A delegation from Africa50, led by the Managing Director, Head of Project Development, Koffi Klousseh, joined Senegal’s Minister of Petroleum and Energy Aissatou Sophie Gladima, for a high-level visit to the Malicounda Power Plant project site in Senegal.
The Minister congratulated Africa50 and its partners for the quality of work and the progress so far on the project which has reached a 70% completion rate, despite constraints posed by the Covid-19 pandemic.
Malicounda is a 120 MW combined cycle thermal power plant under construction 85 kilometres from Dakar, designed to produce at least 956 GWh of power a year. It will initially run on fuel oil but is expected to be converted to natural gas when this becomes available from local fields.
In March 2021, Africa50 announced that it had secured an FCFA 50 billion (€75 million) bridge loan arranged by Oragroup, the holding company of pan-African banking group Orabank, through a syndication involving Orabank Group’s partners banks operating in the West African Economic and Monetary Union Zone (WAEMU).
This bridge loan is helping to complete the construction of the project. The project shareholders are Melec Powergen (MPG), Africa50, and Senegal’s national utility, Senelec.

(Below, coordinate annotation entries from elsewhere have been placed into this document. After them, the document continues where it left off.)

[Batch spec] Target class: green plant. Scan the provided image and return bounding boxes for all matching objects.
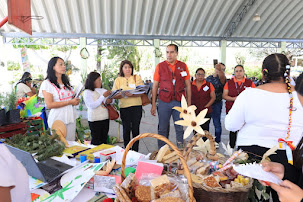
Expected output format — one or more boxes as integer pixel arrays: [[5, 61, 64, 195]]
[[76, 115, 89, 143], [7, 61, 21, 71], [6, 130, 65, 161], [3, 91, 17, 111]]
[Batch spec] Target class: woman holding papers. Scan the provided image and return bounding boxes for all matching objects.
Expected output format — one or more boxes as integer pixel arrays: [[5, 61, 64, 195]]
[[112, 60, 144, 151], [262, 74, 303, 202], [39, 57, 80, 141], [83, 72, 113, 145], [191, 68, 216, 131], [225, 53, 303, 201]]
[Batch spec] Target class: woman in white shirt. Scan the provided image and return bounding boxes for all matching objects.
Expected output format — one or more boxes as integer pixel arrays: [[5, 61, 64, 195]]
[[39, 57, 80, 141], [15, 72, 36, 99], [83, 72, 112, 145], [0, 142, 31, 202], [225, 53, 303, 198]]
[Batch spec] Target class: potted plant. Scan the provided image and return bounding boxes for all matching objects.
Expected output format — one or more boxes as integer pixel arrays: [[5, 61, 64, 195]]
[[4, 91, 21, 124], [0, 95, 5, 126]]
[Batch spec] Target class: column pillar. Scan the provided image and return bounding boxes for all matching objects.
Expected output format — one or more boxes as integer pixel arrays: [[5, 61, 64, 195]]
[[154, 39, 160, 67], [279, 41, 286, 53], [80, 37, 87, 75], [220, 40, 227, 65]]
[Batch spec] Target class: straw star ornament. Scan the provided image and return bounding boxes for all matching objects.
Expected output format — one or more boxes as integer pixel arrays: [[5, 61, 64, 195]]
[[173, 95, 197, 119], [174, 96, 209, 139]]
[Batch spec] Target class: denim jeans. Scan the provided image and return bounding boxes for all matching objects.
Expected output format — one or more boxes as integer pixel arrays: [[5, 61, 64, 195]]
[[211, 101, 223, 143], [120, 106, 142, 151], [158, 100, 184, 148]]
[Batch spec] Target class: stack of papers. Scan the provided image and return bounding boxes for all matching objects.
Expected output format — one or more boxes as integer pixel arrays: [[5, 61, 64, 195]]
[[103, 89, 122, 104], [121, 85, 149, 97]]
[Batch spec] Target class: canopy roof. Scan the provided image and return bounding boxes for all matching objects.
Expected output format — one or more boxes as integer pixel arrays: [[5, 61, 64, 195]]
[[0, 0, 303, 42]]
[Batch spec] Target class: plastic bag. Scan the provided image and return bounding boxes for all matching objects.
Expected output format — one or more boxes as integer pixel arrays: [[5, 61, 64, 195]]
[[139, 174, 188, 201]]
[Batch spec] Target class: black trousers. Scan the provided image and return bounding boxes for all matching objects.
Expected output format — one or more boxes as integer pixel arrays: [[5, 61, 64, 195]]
[[239, 145, 301, 202], [120, 106, 142, 151], [198, 113, 211, 141], [229, 131, 238, 148], [88, 119, 109, 145], [201, 113, 211, 131]]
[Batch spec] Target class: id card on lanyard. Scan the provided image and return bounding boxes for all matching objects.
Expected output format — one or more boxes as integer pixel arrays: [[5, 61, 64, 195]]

About the Malicounda power plant project
The project’s total cost is estimated at FCFA 100 billion (€150 million). Construction started in October 2019 with all-equity financing, to accelerate implementation, in anticipation of raising senior debt financing later on.
Developed within the framework of Senegal’s national power sector strategic plan, the Malicounda plant is expected to produce more than 956 GWh of energy a year. The electricity generated will be sold under a 20-year power purchase agreement with Senelec and is expected to increase the country’s power generation capacity by about 17%, while reducing generation costs by about 14%.

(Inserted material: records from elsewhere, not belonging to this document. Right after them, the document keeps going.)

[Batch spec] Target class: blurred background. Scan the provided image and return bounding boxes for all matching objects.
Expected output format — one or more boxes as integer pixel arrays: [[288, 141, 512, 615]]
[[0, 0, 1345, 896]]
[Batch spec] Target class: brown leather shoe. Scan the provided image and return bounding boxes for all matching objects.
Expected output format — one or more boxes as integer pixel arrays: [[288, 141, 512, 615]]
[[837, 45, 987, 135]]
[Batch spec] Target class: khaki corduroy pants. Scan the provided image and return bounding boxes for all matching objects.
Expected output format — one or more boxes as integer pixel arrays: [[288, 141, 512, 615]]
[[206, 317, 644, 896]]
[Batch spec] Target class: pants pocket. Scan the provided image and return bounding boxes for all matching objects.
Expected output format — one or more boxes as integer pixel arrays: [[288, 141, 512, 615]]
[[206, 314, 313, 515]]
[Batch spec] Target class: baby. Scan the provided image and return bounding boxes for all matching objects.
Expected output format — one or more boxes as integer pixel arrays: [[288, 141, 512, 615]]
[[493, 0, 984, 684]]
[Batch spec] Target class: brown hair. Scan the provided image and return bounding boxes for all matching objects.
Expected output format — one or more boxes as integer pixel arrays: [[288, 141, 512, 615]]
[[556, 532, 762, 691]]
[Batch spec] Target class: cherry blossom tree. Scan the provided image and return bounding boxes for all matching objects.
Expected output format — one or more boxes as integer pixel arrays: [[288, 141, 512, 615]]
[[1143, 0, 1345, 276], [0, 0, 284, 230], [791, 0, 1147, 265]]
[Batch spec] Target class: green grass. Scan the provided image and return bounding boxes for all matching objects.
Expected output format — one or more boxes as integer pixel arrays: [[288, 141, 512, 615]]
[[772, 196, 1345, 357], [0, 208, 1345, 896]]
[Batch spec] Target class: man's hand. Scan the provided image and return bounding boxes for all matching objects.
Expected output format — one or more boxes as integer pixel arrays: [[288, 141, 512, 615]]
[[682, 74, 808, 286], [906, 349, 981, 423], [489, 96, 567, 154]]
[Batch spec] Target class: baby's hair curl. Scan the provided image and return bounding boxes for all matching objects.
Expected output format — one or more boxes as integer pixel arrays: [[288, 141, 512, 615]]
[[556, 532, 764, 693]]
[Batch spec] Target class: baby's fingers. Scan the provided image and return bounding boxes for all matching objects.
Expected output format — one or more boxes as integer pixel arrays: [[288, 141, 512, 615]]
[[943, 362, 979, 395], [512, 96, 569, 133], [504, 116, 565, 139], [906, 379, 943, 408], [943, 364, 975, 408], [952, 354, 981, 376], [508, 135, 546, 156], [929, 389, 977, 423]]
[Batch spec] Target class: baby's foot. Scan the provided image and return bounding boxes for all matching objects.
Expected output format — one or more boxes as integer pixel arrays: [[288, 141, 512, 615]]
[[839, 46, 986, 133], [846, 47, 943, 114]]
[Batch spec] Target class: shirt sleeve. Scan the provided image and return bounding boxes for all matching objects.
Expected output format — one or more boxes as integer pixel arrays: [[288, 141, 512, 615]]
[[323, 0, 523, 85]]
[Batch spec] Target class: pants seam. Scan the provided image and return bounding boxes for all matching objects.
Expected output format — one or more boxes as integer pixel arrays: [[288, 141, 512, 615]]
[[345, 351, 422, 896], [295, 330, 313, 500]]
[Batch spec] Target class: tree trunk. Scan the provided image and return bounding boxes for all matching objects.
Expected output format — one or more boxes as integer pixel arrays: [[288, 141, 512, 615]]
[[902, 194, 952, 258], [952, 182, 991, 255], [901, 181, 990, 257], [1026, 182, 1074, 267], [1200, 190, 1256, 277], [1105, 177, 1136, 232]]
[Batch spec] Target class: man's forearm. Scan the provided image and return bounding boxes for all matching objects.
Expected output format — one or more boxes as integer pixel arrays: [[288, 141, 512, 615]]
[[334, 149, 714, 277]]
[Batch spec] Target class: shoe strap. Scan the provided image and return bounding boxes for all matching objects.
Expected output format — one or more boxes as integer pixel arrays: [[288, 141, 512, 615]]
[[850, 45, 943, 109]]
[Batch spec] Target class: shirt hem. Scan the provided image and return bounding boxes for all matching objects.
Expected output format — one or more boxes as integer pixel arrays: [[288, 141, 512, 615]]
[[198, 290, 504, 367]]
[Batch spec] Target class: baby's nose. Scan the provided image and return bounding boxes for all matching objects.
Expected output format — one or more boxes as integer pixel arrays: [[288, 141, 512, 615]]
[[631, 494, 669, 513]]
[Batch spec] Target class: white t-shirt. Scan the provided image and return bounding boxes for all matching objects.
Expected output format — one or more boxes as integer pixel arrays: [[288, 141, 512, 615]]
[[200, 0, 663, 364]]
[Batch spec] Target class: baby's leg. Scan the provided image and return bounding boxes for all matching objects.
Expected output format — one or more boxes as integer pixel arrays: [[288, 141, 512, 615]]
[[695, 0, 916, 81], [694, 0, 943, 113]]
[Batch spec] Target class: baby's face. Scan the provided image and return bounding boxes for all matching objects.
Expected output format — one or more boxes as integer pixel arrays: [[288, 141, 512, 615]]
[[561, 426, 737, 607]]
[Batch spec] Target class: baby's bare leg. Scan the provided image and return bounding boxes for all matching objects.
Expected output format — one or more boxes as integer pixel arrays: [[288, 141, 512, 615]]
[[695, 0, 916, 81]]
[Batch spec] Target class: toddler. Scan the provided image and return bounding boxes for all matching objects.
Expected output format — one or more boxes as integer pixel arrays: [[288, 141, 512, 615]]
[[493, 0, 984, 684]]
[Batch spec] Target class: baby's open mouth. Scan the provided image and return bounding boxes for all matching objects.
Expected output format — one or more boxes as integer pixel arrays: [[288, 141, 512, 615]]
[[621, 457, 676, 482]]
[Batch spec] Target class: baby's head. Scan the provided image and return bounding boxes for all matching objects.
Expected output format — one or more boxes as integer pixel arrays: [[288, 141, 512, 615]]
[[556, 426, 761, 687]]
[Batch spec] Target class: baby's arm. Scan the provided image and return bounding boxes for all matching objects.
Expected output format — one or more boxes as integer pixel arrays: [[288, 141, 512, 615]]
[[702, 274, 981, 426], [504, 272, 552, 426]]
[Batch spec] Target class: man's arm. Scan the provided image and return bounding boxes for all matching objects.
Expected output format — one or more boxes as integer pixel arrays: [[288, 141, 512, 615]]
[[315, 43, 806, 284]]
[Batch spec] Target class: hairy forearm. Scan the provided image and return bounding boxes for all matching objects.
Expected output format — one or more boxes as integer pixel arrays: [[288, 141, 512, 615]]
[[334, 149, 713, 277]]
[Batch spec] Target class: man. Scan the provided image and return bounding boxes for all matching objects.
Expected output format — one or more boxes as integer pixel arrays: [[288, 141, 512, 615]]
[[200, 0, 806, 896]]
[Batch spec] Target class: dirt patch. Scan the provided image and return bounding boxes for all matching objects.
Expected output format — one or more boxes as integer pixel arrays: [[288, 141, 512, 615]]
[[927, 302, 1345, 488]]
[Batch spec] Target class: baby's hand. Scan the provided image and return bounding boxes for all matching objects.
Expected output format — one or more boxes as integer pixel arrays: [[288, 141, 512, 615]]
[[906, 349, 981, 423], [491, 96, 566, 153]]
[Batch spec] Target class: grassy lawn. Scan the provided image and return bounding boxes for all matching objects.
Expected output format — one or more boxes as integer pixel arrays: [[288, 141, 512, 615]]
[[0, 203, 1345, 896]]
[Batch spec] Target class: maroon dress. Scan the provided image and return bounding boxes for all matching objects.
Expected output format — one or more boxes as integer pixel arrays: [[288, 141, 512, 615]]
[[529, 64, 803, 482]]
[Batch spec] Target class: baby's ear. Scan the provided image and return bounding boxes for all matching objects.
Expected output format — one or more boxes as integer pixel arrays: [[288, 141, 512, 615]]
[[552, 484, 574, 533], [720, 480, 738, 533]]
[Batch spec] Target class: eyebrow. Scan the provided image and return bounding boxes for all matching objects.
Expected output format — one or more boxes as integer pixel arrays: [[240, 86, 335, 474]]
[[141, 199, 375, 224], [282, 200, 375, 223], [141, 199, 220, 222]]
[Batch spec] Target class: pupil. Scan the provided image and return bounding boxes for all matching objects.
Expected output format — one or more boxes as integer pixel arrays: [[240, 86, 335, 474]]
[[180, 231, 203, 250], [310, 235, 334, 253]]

The plant uses more fuel-efficient and environment-friendly technologies compared to older open-cycle plants. The plant is also convertible and will use natural gas once this becomes available from local fields, shifting Senegal’s energy mix from diesel to cleaner fuel.
The project has created up to 150 direct jobs while the additional energy produced is expected to increase production in the country, potentially adding up to 76,000 jobs in the long run. Construction is expected to be completed by the end of 2021.